Session: SVOC Sources & Fate
Friday, Jun 10, 2011, 8:00 AM -10:05 AM
Presentation: 35 - Indoor Residential Fate Model Of Phthalate Plasticizers
Pres. Time: Friday, Jun 10, 2011, 8:00 AM -10:05 AM
Location: 18A
Keyword 1: three-compartment model
Keyword 2: phthalates
Keyword 3: sorption
Author(s): Yirui Liang; Ying Xu
Abstract: ABSTRACT: A three-compartment model is extended to estimate the fate and transport of DEHP in a realistic residential environment. The model considered eight environmental media (i.e. air, particulate matter with six size fractions, vinyl flooring, carpet, furniture, dust, wall and ceiling). Particle movement (deposition and resuspension), dust removal (vacuuming), indoor cooking, and adsorption/absorption on indoor surfaces are included. The predicted airborne DEHP concentrations at steady state are within 0.1 μg/m3 to 0.2 μg/m3, which are similar to those measured in field studies. After vinyl flooring (the primary source) is removed, it takes 5 years for the indoor airborne DEHP level to reduce to below 0.01 μg/m3, and the time doubles when carpet present. The results indicate that carpets as well as other interior surfaces may be important phthalate sinks and if the only removal mechanism is ventilation, strongly sorbing phthalate may persist for years. Phthalate amount in dust is strongly influenced by the deposition surface. The concentration of DEHP presents10 times higher in dust on the source (vinyl flooring) than on the sink (furniture), and it takes more than a year for DEHP to reach equilibrium between bulk air and dust.

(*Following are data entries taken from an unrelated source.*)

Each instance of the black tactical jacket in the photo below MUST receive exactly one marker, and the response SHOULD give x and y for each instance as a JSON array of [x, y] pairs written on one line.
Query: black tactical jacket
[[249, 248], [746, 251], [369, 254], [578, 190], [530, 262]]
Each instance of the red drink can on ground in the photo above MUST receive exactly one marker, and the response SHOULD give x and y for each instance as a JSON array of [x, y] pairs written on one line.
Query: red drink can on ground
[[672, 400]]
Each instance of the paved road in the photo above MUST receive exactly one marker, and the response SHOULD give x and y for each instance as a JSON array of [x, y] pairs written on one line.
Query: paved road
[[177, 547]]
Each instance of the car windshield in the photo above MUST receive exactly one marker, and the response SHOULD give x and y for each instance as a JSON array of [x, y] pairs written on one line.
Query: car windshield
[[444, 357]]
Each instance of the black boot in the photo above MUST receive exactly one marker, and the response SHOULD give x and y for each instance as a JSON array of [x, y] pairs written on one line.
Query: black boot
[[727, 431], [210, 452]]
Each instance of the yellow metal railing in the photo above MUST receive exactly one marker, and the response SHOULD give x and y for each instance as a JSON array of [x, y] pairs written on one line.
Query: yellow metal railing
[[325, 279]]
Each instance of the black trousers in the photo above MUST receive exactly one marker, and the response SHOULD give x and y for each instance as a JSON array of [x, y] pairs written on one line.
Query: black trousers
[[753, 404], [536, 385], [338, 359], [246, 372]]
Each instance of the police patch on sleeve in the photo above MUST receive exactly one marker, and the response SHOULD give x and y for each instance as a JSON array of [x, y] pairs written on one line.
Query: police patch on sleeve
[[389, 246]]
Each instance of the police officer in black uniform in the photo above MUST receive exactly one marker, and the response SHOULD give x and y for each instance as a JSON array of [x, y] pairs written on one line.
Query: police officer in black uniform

The domestic activity of cooking is then included in the model and it shows that suspended particle concentration has a substantial impact on gas-phase DEHP level indoors, while the influence of ventilation is only to some extent. Finally, exposure to DEHP via inhalation, dermal absorption, and oral ingestion of dust is evaluated. RELEVANCE: Phthalate plasticizers have been recognized as major indoor pollutants. Exposure to phthalates may result in profound and irreversible changes in the development of the reproductive tract. A recent report by the National Academies urgently recommends that the most important sources of phthalate exposure be identified. The model clarifies the mechanisms that govern the release of DEHP from vinyl flooring and the subsequent interactions with interior surfaces and particles. It elucidates exposure pathways for phthalates, and can most likely be adapted to predict emissions and transport of other SVOCs indoors. UNCERTAINTY: We adopted a simple Monte Carlo analysis to account for uncertainty associated with the model parameters, as well as natural variability.